• DEREALIZED - Isolation Poetry

    DEREALIZED - Isolation Poetry
    Finisterian Dead End
    Style : Black/Death Metal
    Origine : France
    Sortie : 2016
    Site Web : www.facebook.com/derealizedband

    DEREALIZED - Isolation Poetry



    01. Devil's Got Green Eyes / 02. The Opium Den / 03. Torment's Work / 04. ...And Tie My Arms With Ivy / 05. Derealized / 06. Hollow / 07. A Late Letter / 08. Isolation Poetry

    Le diable a les yeux verts ; c'est ce que vous apprendront structures alambiquées et ésotériques du Death à froideur Blackisante de DEREALIZED. Loin de folâtrer niaisement (ce qui, au delà d'une vision purement outrecuidante, peut également être fort appréciable), ou de toute autre voie de facilité, le premier album du combo Français propose un riffing riche et travaillé dont je me dois, en tant que digne panégyriste de la scène de par chez nous, de faire les multiples louanges.

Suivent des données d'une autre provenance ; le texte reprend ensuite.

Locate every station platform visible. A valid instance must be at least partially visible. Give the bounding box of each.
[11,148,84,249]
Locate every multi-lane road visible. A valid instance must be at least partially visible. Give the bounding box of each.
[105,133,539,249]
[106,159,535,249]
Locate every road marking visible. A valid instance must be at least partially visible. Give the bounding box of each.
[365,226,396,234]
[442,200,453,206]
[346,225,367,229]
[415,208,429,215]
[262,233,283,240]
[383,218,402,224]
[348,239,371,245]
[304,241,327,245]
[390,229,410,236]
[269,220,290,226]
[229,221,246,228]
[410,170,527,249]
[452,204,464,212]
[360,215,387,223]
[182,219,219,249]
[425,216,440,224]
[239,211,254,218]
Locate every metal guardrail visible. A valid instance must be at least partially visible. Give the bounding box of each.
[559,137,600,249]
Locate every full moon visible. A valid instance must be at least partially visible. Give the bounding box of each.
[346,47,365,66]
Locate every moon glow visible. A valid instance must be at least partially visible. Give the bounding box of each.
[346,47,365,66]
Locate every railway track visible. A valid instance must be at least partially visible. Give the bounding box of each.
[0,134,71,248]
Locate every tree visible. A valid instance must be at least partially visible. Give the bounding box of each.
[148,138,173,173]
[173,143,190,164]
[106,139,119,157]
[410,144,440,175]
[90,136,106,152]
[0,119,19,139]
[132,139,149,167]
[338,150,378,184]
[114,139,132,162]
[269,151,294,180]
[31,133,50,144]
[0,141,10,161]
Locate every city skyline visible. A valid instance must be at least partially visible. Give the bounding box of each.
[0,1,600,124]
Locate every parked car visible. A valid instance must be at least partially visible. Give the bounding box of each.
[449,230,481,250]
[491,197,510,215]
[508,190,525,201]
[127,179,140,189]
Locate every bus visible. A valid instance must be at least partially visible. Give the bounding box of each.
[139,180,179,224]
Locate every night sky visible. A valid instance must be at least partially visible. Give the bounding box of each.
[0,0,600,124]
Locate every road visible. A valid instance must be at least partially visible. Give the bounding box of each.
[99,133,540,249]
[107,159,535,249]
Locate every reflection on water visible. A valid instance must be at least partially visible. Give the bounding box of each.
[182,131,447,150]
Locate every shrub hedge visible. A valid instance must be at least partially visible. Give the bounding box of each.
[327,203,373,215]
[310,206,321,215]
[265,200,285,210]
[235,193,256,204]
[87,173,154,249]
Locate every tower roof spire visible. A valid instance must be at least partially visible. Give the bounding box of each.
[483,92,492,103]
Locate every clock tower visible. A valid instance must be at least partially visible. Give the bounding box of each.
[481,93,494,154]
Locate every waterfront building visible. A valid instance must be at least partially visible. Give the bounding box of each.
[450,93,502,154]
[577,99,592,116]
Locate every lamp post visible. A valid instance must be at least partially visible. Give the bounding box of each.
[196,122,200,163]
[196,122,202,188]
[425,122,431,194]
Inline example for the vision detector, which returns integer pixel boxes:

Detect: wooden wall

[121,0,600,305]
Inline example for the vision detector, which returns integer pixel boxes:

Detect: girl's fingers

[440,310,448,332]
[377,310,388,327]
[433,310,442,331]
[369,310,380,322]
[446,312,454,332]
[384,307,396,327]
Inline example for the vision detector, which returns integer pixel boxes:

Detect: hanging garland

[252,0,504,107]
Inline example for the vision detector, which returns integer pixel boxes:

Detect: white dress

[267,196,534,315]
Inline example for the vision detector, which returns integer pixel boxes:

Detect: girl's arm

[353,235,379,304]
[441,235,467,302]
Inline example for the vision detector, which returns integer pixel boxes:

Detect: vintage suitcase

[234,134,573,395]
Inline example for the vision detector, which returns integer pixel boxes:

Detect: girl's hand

    Fort de son habilité à l'art de l'interlude inquiétante, réelle signature des atmosphères sombres du groupe (qui, si elles peineront à mon sens à créer un réel univers à l'album, assurent une remarquable constance) et de la profondeur de sa musique, le combo prouvera également son ubiquité par sa maîtrise du riff à l'état brut, celui que sublime la saturation (et je ne puis ne pas en profiter pour toucher un mot sur la perfection de la production, permettant d'apprécier à sa juste valeur la puissance démesurée de chaque instrument, bien que l'on puisse légèrement reprocher la discrétion de certains détails, qui satisferont toutefois les oreilles les plus attentives), râpeux et hostile, autant dans le titanesque travail d'une monolithique dissonance, que dans les subtilités techniques que le groupe sait, par des signatures rythmiques aiguisées, ou par une harmonisation possédée, repousser dans ses retranchements, sur un fond de « Toukatouka » assez bien amené, qui se permettra à de nombreuses reprises des plans intéressants, sans toutefois renier une seconde l'efficacité globale de la musique du combo, qui touchera sa quintessence sur l'intense « A Late Letter », définitivement le meilleur morceau de l'album à mon sens, et l'un des seuls réellement marquant, même si suivi d'un éponyme presque aussi excellent, sur toute son imposante longueur. La richesse est également au rendez-vous, puisque tous les instruments proposent des lignes intéressantes (malgré une basse relativement en retrait, ce qui est regrettable), que ça soit dans les parties « blastées » qui sont tout de même relativement intelligente, les plus mélodiques, toujours inspirées, ou encore les quelques parties plus groovy, qui, sans saturer la production, renforcent agréablement la puissance globale.

    Si globalement, DEREALIZED ne révolutionne pas grand chose, force est de constater que la qualité de composition de ce premier opus vaut largement le détour, en proposant une force mature et un dosage impeccable, malgré un manque de passages sortant du lot ; à écouter (et à voir en concert).